October, 2025
Incremental Multi-Source Data Pipeline
This project is a scalable, incremental data automation pipeline that extracts data from Google Tag Manager (GTM), Google Ads, and Facebook Ads. The system uses dltHub for extraction, Apache Airflow for orchestration, and loads structured data into Google BigQuery, Cloud Storage, and Firestore with optimized incremental loading to reduce costs and improve efficiency.
ROLE
Data Pipeline Engineer
CHALLENGES
A major challenge was implementing incremental loading for Firestore, as it is not natively supported by dltHub. Previously the pipeline performed full refreshes, which was costly and inefficient. I solved this by developing a custom incremental extractor using Firestore queries based on timestamps and document IDs. This allowed the pipeline to only process new or updated records on each run.
SOLUTION
I developed a comprehensive incremental data automation pipeline that pulls tracking and advertising data from Google Tag Manager (GTM), Google Ads, and Facebook Ads.
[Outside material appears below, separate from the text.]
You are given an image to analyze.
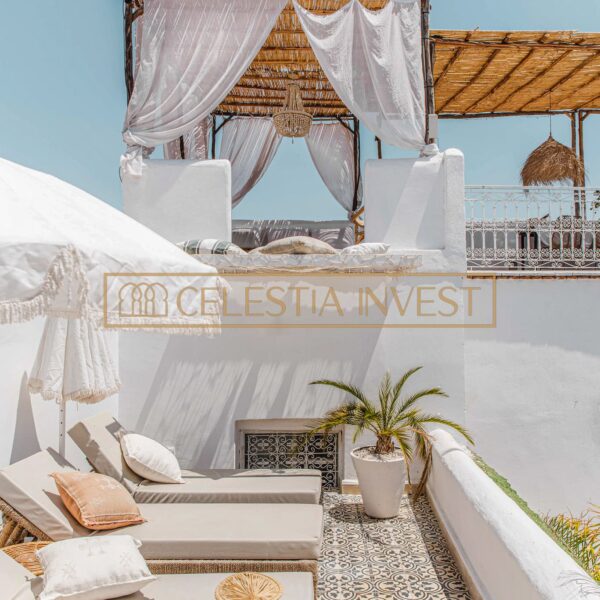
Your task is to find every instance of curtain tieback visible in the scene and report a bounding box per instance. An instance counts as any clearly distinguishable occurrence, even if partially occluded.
[419,144,440,158]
The pipeline is fully orchestrated using Apache Airflow (Dockerized on GCP), leverages dltHub for reliable extraction and normalization, and stores data across BigQuery (analytics), Cloud Storage (raw backup), and Firestore (operational use). Strong emphasis was placed on incremental loading to minimize API costs and processing time.
PERFORMANCE
TECH STACK
ARCHITECTURE
The architecture uses Apache Airflow as the central orchestrator running in Docker containers on GCP. dltHub handles data extraction and normalization from GTM, Google Ads, and Facebook Ads. A custom incremental layer was built for Firestore support. Data flows into BigQuery for analysis, Cloud Storage for archiving, and Firestore for real-time access — all processed incrementally for maximum efficiency.